From Other Worlds

Here’s how Barry Strugatz, writer and director of From Other Worlds, describes the genesis of that alleged comedy in the “Director’s Note” that comes with the film’s press materials: “There is a whole UFO contact subculture that exists. There are scores of gatherings around the country where alleged contactees meet in support groups. What if one person in one of these groups actually had a real experience?”

Answer: it wouldn’t be a comedy anymore.

For the comic potential of the “UFO contact subculture” depends on its nuttiness. If there were “a real experience” of aliens, the nuts would have in some degree to cease being nuts — and, therefore, to cease being funny.

Although the press materials go on to cite as influences Close Encounters of the Third Kind, Cat People and Rosemary’s Baby, I suspect Mr Strugatz was really thinking of Dean Parisot’s Galaxy Quest (1999). There, a race of aliens at war with an evil, inter-galactic war-lord come to earth to ask for help from the cast of a Star Trek-like TV show that they think is real. But Galaxy Quest was about heroism and pretense — and how the pretense of heroism can lead to the real thing. The film’s lightness of touch was its saving grace and was entirely owing to this anchor in the real world. In other words, it didn’t matter if the aliens were aliens or just any foreigners who didn’t understand what American TV culture was about. The point was that, out of their naïveté, they took something seriously that the TV show didn’t — and so made it serious again.

There’s nothing like that in From Other Worlds. The movie depends on the aliens being aliens — though there is only one of them on screen and he provides the opposite of an exciting encounter with extra-terrestrial life-forms, since he adopts the form — naturally, he has shape-shifting powers — of TV and movie aliens so that we media-drugged earthlings will recognize him as what he claims to be. What an imaginative cop-out! Moreover, not only does the appearance of this Leonard Nimoy wannabe give a sudden quasi-legitimacy to the cranks and nut-jobs who had been believing in him or someone like him before there was any reason for them to believe, but it leaves the movie with nowhere to go but into a dull literalism.

Perhaps realizing that the contact group has so quickly exhausted its comic potential, Mr Strugatz pretty much lets it fall by the wayside and concentrates instead on the feeble quest story involving his two main characters, bored housewife Joanne Schwartzbaum (Cara Buono) and an immigrant cab driver from the Ivory Coast called Abraham (Isaach De Bankolé). The McGuffin here is the recently discovered and supposedly only surviving scroll from the famous library at Alexandria, Egypt, burnt with all its contents in AD 640. The scroll, is supposed to be an alien artefact and is now in the possession of the Brooklyn Museum. When deciphered,  the alien (Joel de la Fuente) informs them, its contents will “unlock the secrets of nature” and so create a destructive force that will “make the Dark Ages look like DisneyWorld.”

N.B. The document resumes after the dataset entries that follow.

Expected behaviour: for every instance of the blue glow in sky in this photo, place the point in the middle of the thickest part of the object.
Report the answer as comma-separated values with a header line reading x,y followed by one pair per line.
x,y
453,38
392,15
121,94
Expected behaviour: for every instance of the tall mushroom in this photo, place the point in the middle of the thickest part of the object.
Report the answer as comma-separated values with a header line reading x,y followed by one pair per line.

Sure it will! So, of course, Joanne and Abraham’s mission is to steal the scroll from the museum and substitute for it one that has “corrected our [that is, the aliens’] great error.” Instead of devastating us, the new information “will take the whole human race to the next evolutionary level.” Yeah, I’m afraid they really mean that too. Such adolescent portentousness out-Star-Treks Star Trek. It’s one thing to make fun of cheesy science fiction. It’s quite another to become cheesy science fiction.

So, you see, this handsome couple are really out to (yawn) save the planet. And the lameness of the plot is increased rather than diminished by sub-plots of ever more irritating irrelevancy having to do with keeping Joanne’s husband (David Lansbury) from finding out what they are doing and fending off an art thief posing as a federal agent (Robert Peters). Up until the time when, two-thirds of the way into the picture, the dubious alien appears,  nothing requires us to believe in real aliens or a real mission. But from that point on, any chance for seriousness or comedy goes whooshing out of it like air out of a balloon.

Barry Strugatz must have been relying for that all-important life-line to reality on the now-familiar story of female frustration with domesticity summed up Joanne’s telling her shrink that  “there’s something missing” in her life and she feels she’s “just going through the motions.” She’s “feeling lonely, unconnected, like I don’t belong there. . .like life is a cruel hoax.” This, by the way, gives rise to the one sort-of funny line of the movie when the shrink prescribes some pills and says: “Don’t worry. Soon you will be happy. Or at least minimally functional.” Of course, what gets her out of her depression is not the pills but the excitement of the mission to save the human race with the new man in her life. Alas, real women who feel that “there’s something missing,” are unlikely to feel much comforted by the hope of being contacted by aliens at all, let alone aliens like this wimpy specimen.